As the rude awakening to a knowledge base that was foreign to me continued, I began to break down the hallowed belief that I held that my medical education was perfect. Time passed and the blinders were officially off. In 2006, I enrolled in the Fellowship for Integrative Medicine with Dr. Weil at the University of Arizona. Over the next 2 years, I finally competently learned what happens to the human frame with the correct use of food, stress reduction and toxin avoidance. The game was changing for the better. The fascinating thing about learning is that the more that you know the less you feel like you know. Every time I learned a new methodology or science fact, I felt like I was peeling an onion, only to find more layers beneath. 

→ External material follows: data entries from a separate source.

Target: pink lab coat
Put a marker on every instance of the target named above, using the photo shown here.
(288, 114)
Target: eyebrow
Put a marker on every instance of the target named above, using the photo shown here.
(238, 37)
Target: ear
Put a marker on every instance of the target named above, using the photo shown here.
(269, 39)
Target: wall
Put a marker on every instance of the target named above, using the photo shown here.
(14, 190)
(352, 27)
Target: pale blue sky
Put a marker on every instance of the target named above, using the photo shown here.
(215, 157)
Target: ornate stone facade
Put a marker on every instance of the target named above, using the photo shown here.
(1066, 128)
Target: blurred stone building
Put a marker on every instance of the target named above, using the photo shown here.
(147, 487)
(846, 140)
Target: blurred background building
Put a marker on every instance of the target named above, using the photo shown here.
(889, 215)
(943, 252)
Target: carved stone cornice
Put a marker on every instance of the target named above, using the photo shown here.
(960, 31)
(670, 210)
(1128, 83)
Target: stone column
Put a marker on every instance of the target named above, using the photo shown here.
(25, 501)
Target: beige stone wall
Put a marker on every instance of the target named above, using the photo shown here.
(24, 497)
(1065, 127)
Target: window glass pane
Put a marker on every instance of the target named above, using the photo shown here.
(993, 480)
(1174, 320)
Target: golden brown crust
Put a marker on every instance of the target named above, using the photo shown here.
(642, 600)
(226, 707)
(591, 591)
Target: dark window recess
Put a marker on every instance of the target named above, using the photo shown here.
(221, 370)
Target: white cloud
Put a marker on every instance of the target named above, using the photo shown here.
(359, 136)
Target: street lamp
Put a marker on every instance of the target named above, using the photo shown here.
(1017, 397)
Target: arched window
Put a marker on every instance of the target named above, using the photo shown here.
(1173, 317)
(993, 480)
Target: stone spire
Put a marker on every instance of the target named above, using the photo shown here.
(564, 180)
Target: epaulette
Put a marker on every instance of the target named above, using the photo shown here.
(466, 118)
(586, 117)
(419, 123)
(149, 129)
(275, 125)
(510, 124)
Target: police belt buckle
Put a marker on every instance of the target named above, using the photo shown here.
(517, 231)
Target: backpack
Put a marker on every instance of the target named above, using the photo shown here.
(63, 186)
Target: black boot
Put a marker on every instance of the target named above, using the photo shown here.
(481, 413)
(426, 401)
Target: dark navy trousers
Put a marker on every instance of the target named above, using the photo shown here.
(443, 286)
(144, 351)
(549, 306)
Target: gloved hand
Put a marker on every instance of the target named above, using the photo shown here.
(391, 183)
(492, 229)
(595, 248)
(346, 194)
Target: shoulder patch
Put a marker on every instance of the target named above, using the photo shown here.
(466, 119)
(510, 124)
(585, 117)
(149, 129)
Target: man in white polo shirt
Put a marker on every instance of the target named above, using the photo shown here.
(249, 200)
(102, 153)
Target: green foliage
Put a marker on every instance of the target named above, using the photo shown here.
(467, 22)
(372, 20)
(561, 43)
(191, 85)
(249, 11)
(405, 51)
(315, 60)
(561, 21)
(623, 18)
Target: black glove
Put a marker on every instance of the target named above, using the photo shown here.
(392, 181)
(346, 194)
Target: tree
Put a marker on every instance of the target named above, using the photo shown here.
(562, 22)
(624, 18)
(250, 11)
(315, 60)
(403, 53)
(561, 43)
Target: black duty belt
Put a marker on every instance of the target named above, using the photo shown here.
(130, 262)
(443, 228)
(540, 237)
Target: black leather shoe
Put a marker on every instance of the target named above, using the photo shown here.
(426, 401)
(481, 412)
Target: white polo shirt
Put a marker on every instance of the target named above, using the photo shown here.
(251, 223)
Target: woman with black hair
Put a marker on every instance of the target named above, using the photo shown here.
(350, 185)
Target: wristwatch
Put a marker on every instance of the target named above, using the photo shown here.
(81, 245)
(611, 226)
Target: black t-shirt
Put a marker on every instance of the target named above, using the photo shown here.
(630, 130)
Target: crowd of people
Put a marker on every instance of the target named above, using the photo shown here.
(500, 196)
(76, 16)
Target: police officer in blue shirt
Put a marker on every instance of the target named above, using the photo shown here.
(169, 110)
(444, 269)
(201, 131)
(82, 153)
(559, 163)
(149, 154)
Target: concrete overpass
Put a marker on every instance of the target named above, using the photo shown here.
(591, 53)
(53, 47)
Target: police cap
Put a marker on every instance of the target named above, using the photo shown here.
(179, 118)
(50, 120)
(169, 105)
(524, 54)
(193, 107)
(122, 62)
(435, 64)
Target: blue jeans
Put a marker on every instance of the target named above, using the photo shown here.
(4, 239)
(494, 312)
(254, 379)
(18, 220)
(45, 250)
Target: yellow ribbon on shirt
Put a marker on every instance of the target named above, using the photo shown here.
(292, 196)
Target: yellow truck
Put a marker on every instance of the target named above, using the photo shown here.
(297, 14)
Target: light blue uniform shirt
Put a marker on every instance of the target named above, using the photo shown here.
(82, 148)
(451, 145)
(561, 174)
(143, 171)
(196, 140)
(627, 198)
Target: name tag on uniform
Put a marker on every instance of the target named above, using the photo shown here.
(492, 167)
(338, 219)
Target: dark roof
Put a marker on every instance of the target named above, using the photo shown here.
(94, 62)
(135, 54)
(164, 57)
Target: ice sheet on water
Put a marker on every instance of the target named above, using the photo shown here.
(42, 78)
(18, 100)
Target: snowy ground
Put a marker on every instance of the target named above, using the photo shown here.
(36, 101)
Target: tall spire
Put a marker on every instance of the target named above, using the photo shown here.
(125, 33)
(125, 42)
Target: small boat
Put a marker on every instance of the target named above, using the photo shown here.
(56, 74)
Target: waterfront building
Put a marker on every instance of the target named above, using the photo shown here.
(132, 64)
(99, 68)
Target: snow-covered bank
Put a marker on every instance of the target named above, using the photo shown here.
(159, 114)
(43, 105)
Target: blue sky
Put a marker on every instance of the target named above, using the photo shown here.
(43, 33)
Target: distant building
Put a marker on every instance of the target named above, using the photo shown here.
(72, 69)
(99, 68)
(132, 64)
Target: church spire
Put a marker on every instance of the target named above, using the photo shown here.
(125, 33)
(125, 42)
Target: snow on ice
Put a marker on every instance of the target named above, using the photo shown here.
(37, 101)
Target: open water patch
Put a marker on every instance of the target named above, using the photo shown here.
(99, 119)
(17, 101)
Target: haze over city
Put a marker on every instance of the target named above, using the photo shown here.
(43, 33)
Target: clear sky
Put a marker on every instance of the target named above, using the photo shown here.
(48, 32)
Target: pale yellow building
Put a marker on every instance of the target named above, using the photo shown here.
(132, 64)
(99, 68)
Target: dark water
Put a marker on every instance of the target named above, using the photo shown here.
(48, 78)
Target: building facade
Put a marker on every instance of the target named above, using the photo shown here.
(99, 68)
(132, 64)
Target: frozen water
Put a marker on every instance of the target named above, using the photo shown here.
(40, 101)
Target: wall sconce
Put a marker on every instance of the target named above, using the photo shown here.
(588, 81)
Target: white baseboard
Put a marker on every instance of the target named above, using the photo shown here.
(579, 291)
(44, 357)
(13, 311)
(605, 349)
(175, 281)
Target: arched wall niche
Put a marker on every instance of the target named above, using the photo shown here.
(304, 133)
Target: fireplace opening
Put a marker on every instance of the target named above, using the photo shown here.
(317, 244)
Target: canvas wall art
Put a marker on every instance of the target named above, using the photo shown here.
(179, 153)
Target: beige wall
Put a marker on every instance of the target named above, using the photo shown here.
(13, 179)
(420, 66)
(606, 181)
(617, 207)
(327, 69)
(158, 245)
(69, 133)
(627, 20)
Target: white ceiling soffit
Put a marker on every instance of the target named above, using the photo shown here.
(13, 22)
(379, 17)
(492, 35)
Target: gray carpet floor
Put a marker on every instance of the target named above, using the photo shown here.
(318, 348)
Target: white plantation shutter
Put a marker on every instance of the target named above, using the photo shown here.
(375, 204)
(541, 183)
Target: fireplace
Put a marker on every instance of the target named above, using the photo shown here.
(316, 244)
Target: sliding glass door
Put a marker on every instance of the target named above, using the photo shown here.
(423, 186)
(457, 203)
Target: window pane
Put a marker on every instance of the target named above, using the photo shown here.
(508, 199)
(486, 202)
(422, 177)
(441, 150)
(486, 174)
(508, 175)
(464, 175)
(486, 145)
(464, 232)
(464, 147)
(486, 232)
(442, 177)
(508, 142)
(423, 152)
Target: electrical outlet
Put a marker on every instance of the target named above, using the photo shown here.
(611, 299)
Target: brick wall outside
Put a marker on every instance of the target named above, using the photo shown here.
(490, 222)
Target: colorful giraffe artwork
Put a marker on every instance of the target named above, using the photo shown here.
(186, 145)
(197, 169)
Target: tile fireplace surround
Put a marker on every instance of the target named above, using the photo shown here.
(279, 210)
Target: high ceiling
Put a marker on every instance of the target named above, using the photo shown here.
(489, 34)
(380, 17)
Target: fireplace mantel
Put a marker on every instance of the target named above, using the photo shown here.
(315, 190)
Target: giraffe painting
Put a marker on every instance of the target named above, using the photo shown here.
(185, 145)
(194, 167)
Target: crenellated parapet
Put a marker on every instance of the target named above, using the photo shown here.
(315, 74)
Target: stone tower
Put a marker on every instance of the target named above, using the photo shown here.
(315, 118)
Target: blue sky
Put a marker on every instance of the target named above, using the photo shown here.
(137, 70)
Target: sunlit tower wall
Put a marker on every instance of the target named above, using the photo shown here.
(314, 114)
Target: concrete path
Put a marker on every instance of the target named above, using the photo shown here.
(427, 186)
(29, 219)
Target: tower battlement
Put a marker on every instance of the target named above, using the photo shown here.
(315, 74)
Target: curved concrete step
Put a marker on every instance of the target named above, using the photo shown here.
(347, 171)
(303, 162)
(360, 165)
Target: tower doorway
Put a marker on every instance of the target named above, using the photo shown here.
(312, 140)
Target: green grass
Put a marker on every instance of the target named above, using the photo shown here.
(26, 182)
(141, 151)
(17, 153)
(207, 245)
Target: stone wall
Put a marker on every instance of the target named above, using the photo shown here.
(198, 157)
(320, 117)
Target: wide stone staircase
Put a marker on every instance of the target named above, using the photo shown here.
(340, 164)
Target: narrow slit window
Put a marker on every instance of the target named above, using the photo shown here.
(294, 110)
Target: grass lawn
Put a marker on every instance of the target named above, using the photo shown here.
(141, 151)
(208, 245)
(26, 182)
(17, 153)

One of my classmates in Arizona was the brilliant, Dr. Gerry Mullin. He worked in the gastroenterology department at John’s Hopkins and was the thought leader for all things GI. In one of our conversations he let me know of another course that was worth taking. The Institute for Functional Medicine’s modules on disease avoidance and intervention. This group of educators was taking the Integrative movement to a different level by focusing heavily on biochemistry, metabolomics and epigenomics. Suffice it to say that the compounding interest on this type of education was exponential. 

I now had a bigger toolkit to draw from for which to treat children. Finally, I felt remotely close to the level of competency necessary to impart useful information to mothers and children. 

Now we have a framework to change the outcomes of humans through lifestyle prevention and treatment. We now have real-time data and true mechanistic pathways that lead to a desired outcome if they are followed. This is the future of medicine. This is truth in healing. This is root cause healing instead of downstream symptom management and amelioration. This is as Dr. Jeffrey Bland says, the headwaters of disease etiology.